January 2011

 


January 28, 2011

Failed Bank Information
Information for Evergreen State Bank, Stoughton, WI.

I saw this coming. According to the information provided at the notice I read, I won't experience an immediate change in bank administration. It sounds good. What happens when 1000's of banks across the country collapse at the same time, provided a catastrophe like this does occur? Given the current state of the US economy, this is not far fetched. I have options. I have put a plan into action. I will provide greater details at a latter time. I have mentioned earlier I have a plan up my sleeve. I think it is a good one. I don't want to reveal anything at the present time. I will say this. It requires a great deal of commitment and expenditure of energy. I'm up to this challenge. It will provide me with an opportunity to create a life and a career I can find joy and satisfaction with. This is all I want.

I read that Hollywood bad boy Charlie Sheen entered rehab Friday, hours after he was released from hospital following a reported coke binge.

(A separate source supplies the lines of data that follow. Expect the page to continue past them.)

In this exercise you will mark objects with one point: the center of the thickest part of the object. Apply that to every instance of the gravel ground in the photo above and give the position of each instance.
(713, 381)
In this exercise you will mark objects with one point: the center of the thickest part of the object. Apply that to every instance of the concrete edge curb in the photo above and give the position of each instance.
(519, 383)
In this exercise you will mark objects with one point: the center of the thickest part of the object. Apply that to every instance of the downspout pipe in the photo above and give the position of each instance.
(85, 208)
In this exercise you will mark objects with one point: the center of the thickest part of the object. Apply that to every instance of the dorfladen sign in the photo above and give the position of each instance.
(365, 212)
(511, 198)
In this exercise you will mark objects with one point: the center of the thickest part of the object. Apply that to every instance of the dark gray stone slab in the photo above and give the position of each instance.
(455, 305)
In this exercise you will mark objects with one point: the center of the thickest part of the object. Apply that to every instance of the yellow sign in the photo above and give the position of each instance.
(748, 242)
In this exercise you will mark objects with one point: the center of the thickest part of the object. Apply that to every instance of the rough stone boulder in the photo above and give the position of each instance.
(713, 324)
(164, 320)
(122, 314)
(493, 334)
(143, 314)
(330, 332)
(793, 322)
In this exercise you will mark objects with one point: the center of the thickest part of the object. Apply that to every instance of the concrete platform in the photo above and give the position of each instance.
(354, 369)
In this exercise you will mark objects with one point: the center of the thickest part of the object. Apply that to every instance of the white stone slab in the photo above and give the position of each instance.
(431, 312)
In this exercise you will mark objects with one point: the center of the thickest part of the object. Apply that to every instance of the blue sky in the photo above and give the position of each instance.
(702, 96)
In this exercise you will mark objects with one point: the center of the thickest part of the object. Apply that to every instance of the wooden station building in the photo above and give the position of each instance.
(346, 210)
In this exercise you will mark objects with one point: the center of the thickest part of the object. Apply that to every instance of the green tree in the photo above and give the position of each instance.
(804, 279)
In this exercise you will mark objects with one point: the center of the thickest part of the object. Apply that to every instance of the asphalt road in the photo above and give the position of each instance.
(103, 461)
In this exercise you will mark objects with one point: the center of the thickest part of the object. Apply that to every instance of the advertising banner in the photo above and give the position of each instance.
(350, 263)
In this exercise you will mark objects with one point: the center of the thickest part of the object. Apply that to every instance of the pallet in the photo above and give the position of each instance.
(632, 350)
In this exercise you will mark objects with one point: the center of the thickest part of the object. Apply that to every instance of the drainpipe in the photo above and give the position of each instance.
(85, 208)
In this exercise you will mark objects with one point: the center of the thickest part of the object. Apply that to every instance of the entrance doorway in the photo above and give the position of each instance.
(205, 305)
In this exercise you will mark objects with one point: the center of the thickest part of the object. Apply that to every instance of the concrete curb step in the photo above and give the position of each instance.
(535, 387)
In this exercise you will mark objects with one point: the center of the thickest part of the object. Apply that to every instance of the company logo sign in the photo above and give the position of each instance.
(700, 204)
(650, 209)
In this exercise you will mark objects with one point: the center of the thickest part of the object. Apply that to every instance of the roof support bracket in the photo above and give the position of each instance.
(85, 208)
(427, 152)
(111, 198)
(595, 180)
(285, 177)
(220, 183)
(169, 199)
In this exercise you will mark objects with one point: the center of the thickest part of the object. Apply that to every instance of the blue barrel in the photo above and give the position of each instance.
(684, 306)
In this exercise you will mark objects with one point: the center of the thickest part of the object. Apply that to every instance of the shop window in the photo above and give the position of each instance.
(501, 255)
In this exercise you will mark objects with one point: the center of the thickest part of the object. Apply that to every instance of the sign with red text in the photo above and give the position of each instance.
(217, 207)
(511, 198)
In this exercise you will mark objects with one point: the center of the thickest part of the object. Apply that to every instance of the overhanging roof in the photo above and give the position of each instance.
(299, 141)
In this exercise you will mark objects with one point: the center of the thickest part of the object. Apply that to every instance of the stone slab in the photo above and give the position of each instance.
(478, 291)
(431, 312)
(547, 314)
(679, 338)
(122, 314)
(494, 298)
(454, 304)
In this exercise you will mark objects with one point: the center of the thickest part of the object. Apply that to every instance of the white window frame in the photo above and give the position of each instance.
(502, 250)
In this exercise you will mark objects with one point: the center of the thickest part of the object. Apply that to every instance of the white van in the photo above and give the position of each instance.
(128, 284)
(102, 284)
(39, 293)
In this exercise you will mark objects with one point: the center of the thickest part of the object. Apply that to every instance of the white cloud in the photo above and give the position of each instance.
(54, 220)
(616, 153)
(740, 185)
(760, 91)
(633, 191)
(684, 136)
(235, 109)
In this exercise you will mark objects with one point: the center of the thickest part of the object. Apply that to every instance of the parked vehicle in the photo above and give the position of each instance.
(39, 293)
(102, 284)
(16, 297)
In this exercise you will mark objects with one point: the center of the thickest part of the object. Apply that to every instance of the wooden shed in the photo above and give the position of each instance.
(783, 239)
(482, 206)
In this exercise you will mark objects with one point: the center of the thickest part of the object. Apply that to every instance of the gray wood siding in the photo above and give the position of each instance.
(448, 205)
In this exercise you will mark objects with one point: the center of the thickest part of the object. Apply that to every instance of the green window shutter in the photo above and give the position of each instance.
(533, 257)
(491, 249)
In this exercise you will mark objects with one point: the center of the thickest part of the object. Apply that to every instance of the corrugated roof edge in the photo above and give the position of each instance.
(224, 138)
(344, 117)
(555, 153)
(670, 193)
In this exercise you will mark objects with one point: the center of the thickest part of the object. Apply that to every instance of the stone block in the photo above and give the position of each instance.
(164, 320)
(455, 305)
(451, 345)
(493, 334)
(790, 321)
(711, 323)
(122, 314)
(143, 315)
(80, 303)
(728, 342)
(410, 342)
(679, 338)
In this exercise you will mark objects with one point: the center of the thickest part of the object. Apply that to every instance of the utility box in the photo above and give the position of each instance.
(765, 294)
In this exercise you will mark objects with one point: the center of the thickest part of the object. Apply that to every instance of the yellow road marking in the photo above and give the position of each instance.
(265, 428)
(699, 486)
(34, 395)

There was still no official word on what prompted the sitcom star's emergency evacuation to hospital Thursday morning. Celebrity website TMZ.com maintained that cocaine played a part in the incident, after a dealer delivered a designer briefcase to his house filled with bricks of cocaine during a reported 36-hour party. When you earn $27 million a year, you can do as you please, when you please.


January 26, 2011

A true pioneer and free thinker; John Perry Barlow. It gives me hope that the future is still unwritten, despite the fact that my eyes, my brain, and my gut tell me differently.




January 24, 2011

I am sad to read today that Jack Lalanne died yesterday. Many people are going to be quoted in the following days about how much this man helped transform their lives. I have no political agenda. I do not seek media attention. I honestly can say that Jack Lalanne did help me. He introduced me to the world of physical fitness. I was a small, weak kid. Much of this weakness was the result of physical abuse I endured at the hands of my psychotic parents. Back in the late 50's and early 60's, child abuse was rampant. This is a dirty little secret that America would like to be kept in the closet. Jack Lalanne, through his morning television, show gave me the will to overcome the torture. Jack had willpower. I saw it. The force of will was something I learned from him. Without this I never would have survived. I have never forgotten this.

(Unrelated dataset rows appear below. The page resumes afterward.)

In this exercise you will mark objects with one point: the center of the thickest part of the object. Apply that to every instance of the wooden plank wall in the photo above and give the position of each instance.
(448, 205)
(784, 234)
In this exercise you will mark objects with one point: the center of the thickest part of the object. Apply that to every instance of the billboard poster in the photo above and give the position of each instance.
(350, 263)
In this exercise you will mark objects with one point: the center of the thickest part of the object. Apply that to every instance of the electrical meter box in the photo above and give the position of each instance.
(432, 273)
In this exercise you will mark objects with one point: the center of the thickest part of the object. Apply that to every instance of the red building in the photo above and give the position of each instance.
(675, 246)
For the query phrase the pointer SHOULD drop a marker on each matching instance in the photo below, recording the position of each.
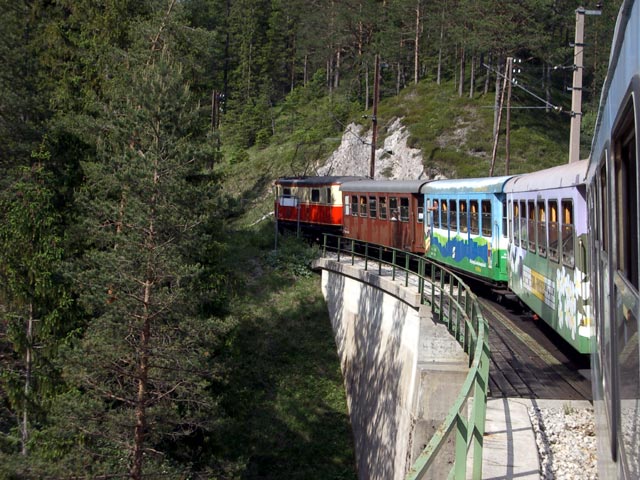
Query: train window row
(380, 207)
(536, 225)
(313, 195)
(463, 216)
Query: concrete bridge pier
(402, 370)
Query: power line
(537, 97)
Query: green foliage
(293, 257)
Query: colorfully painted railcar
(466, 226)
(614, 206)
(389, 213)
(310, 204)
(548, 261)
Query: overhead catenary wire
(537, 97)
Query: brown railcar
(389, 213)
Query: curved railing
(453, 304)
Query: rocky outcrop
(394, 159)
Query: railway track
(528, 360)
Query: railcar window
(604, 208)
(474, 220)
(453, 216)
(531, 216)
(382, 204)
(404, 209)
(627, 205)
(504, 218)
(553, 230)
(373, 207)
(363, 206)
(486, 218)
(515, 226)
(567, 233)
(393, 206)
(625, 243)
(542, 229)
(523, 224)
(464, 216)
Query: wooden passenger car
(389, 213)
(310, 204)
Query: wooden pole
(374, 117)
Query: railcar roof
(317, 180)
(384, 186)
(566, 175)
(478, 185)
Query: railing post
(421, 270)
(393, 264)
(353, 252)
(366, 256)
(406, 269)
(462, 433)
(433, 286)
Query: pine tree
(140, 373)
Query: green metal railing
(453, 304)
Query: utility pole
(507, 81)
(507, 134)
(576, 89)
(374, 117)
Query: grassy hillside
(454, 134)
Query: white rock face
(394, 159)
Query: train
(524, 235)
(564, 241)
(613, 205)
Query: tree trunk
(336, 77)
(547, 85)
(28, 361)
(496, 101)
(416, 47)
(439, 75)
(305, 75)
(463, 60)
(472, 80)
(487, 79)
(366, 86)
(143, 376)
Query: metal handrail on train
(453, 304)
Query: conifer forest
(123, 123)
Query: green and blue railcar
(548, 262)
(466, 227)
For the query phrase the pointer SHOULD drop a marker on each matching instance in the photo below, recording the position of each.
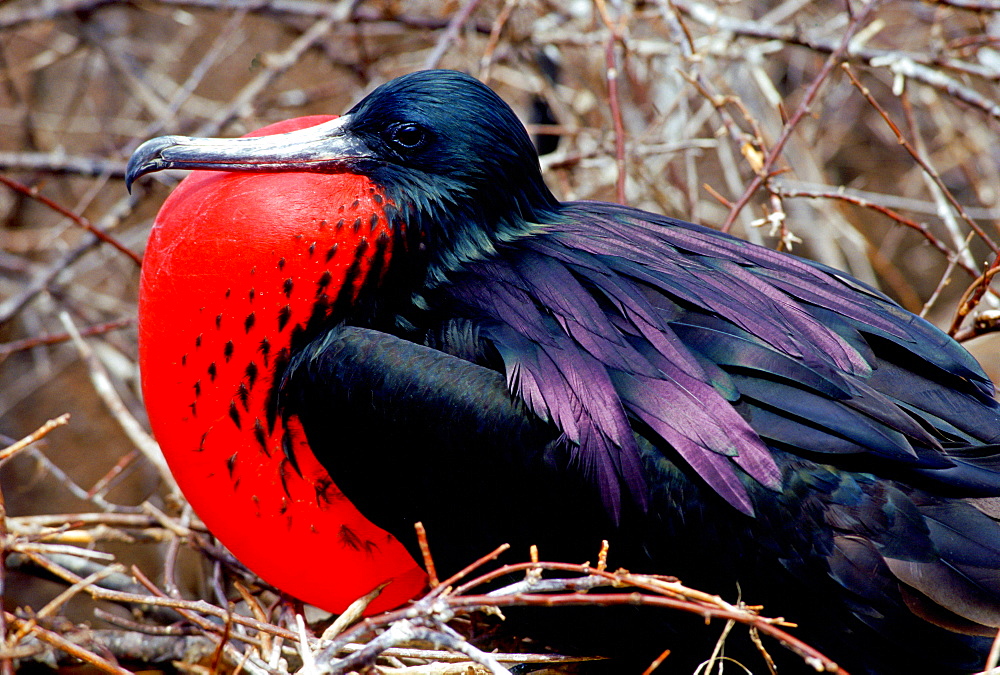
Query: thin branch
(764, 173)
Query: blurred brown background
(704, 92)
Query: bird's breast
(224, 299)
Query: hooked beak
(326, 147)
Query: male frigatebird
(394, 299)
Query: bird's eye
(407, 136)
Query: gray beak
(324, 148)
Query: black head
(443, 135)
(449, 153)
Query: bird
(411, 324)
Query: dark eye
(407, 136)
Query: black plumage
(548, 373)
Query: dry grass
(740, 115)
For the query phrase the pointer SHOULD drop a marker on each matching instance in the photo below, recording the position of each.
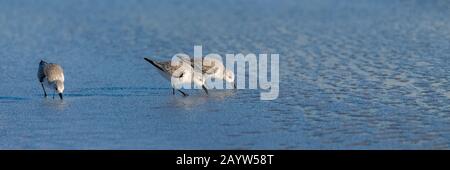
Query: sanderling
(185, 76)
(213, 68)
(51, 76)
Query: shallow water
(353, 74)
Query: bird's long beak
(204, 88)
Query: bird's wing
(53, 72)
(192, 63)
(166, 68)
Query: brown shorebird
(51, 76)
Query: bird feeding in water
(178, 75)
(211, 68)
(51, 76)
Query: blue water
(354, 74)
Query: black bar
(288, 158)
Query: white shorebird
(51, 76)
(213, 68)
(177, 79)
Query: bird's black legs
(184, 94)
(45, 93)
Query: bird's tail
(154, 63)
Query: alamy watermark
(214, 72)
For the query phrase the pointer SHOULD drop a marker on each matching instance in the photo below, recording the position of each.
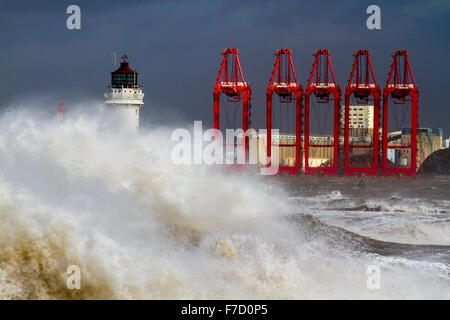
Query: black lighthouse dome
(124, 77)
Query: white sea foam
(74, 192)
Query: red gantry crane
(401, 88)
(321, 88)
(287, 89)
(231, 83)
(360, 140)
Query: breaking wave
(73, 191)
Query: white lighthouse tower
(125, 96)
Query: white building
(125, 96)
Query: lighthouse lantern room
(125, 96)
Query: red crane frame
(362, 88)
(234, 88)
(322, 90)
(400, 92)
(285, 90)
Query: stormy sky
(176, 45)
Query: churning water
(73, 191)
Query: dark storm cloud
(175, 46)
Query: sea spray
(73, 191)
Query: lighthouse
(125, 96)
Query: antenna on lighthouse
(114, 59)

I am presently in a situation where I have no choice but to summon the will to change my present situation and create a better life. I have said this before, "fatigue is not an option." I will succeed.

Watch this video. Jack Lalanne had vision.




January 21, 2011

I'm burned out. I haven't followed through on my New Year's Resolution to keep my shoulder to the wheel. I had the day off and accomplished nothing. I just sat here tired and physically beaten down to a point of inactivity. The work I have to do each day in order to just maintain a modicum of survival is depressing. I know I have to rise above this. My present situation has to be evaluated in the light that change is, and will come. It comes down to this; I must summon the will to create the change. This change will come a day at a time. Change builds on the success of the previous day's effort. If I don't keep the chain intact, the energy dissipates. It isn't rocket science. Back to the grind tomorrow.

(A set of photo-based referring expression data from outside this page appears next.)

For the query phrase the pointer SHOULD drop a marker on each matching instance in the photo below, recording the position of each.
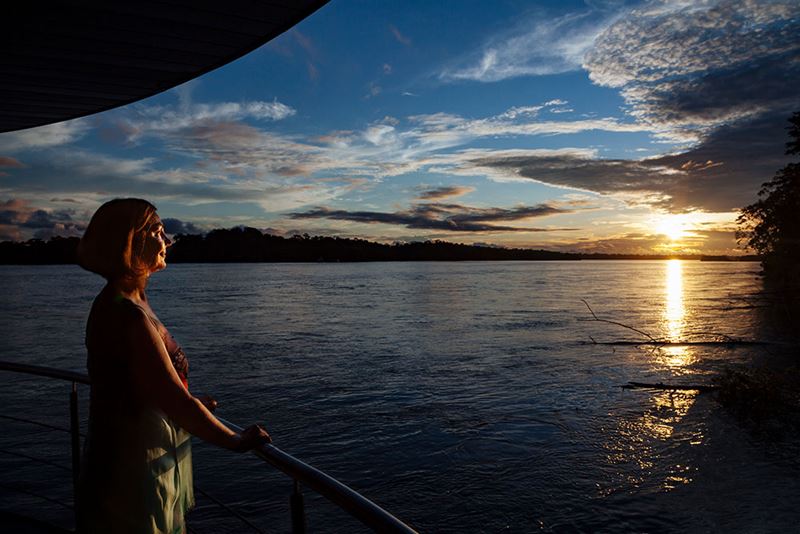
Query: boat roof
(66, 59)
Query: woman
(137, 474)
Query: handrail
(346, 498)
(366, 511)
(50, 372)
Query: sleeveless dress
(136, 474)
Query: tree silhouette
(771, 226)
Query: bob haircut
(111, 245)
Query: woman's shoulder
(116, 308)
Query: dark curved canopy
(65, 59)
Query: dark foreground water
(462, 397)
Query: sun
(672, 226)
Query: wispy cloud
(149, 120)
(58, 134)
(539, 45)
(448, 217)
(20, 220)
(440, 193)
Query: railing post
(297, 509)
(74, 430)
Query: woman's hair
(112, 243)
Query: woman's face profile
(154, 249)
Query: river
(462, 397)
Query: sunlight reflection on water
(675, 356)
(462, 397)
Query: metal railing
(302, 474)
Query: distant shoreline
(249, 245)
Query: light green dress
(136, 474)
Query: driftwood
(702, 388)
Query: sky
(594, 126)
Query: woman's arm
(157, 383)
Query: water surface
(463, 397)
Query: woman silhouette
(136, 476)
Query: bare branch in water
(596, 318)
(670, 387)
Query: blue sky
(597, 126)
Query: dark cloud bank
(725, 73)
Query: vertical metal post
(298, 510)
(74, 430)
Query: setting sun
(672, 226)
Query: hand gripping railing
(366, 511)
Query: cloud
(176, 226)
(52, 135)
(160, 120)
(540, 45)
(9, 162)
(19, 220)
(402, 39)
(702, 64)
(445, 192)
(722, 173)
(448, 217)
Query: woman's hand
(208, 401)
(251, 437)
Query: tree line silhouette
(243, 245)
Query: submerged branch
(702, 388)
(658, 343)
(596, 318)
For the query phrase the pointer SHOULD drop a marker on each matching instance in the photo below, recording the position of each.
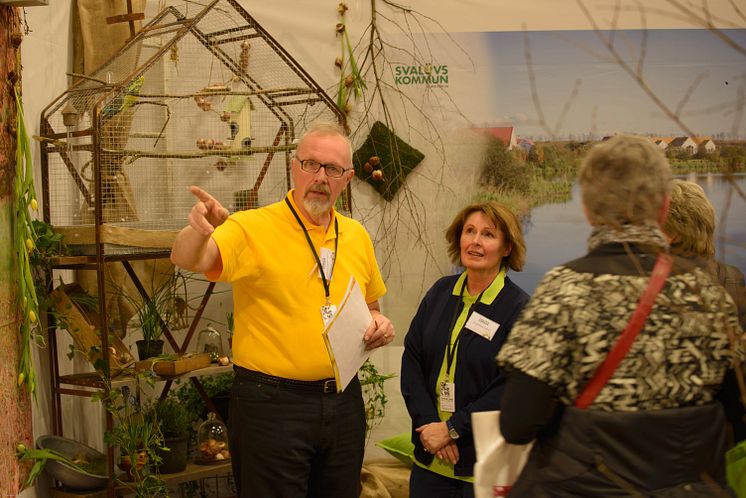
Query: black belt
(325, 386)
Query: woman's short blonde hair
(624, 180)
(504, 219)
(691, 220)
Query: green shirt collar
(490, 293)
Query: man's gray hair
(327, 128)
(624, 180)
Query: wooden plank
(83, 327)
(176, 366)
(123, 236)
(137, 16)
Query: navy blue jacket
(478, 382)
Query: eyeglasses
(332, 170)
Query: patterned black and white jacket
(677, 362)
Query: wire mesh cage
(208, 99)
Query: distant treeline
(546, 172)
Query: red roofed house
(683, 143)
(705, 144)
(506, 134)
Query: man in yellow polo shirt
(291, 434)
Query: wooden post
(15, 407)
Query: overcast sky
(607, 99)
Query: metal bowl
(68, 475)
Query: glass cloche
(212, 441)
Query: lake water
(558, 233)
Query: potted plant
(176, 424)
(153, 316)
(137, 434)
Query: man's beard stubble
(317, 207)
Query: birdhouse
(187, 101)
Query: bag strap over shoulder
(604, 372)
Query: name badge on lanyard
(327, 258)
(447, 397)
(481, 325)
(327, 313)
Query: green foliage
(155, 313)
(173, 417)
(374, 395)
(137, 434)
(40, 458)
(501, 169)
(217, 385)
(394, 158)
(23, 245)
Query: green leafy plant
(173, 417)
(374, 395)
(39, 457)
(155, 313)
(25, 235)
(137, 434)
(214, 386)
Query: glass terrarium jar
(212, 441)
(210, 341)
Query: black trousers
(291, 443)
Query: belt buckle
(330, 386)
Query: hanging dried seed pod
(244, 57)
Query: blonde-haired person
(690, 225)
(655, 429)
(448, 366)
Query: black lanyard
(313, 249)
(451, 352)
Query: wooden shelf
(193, 472)
(92, 379)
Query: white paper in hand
(499, 463)
(344, 335)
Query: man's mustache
(320, 188)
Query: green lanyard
(451, 352)
(326, 282)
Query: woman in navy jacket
(448, 366)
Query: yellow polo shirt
(277, 289)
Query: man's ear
(664, 209)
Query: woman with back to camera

This looks to be a valuable series of lectures on Internet Technology. The number of lectures in this series is 40. If you are interested in IT, this looks like an excellent source. Seek knowledge; it doesn't have to cost anything.




January 14, 2011

This is a neat little gizmo.



Just kicking back today. I don't feel like I have to be doing something.

George Carlin tells it like it is ...


January 7, 2011

The sand is running out of the glass. The sand on my youth. I might still be kicking at 80, but I'll still be eighty. I haven't got the time to waste on frivilous matters. I'm afraid. That's why I am bitter. I refuse to stay this way. I'm a better human being. I will rise above this.

Please look at this.
Brave New World Revisited
by Aldous Huxley


January 1, 2011

I can hear the wind howling outside my door. I may venture out and go somewhere to watch the Rose Bowl. I can listen to the game on Internet radio, but it would be nice to watch the Wisconsin Badgers win this thing on a big screen TV. I will make the effort to stay better focused through out the entire duration of 2011. When I look back on December 31 this time around, I need to see greater change than I saw in 2010. I have made a good start. Time to build on this. The global situation will continue to deteriorate at an alarming rate. I can't let this interfere with my personal agenda.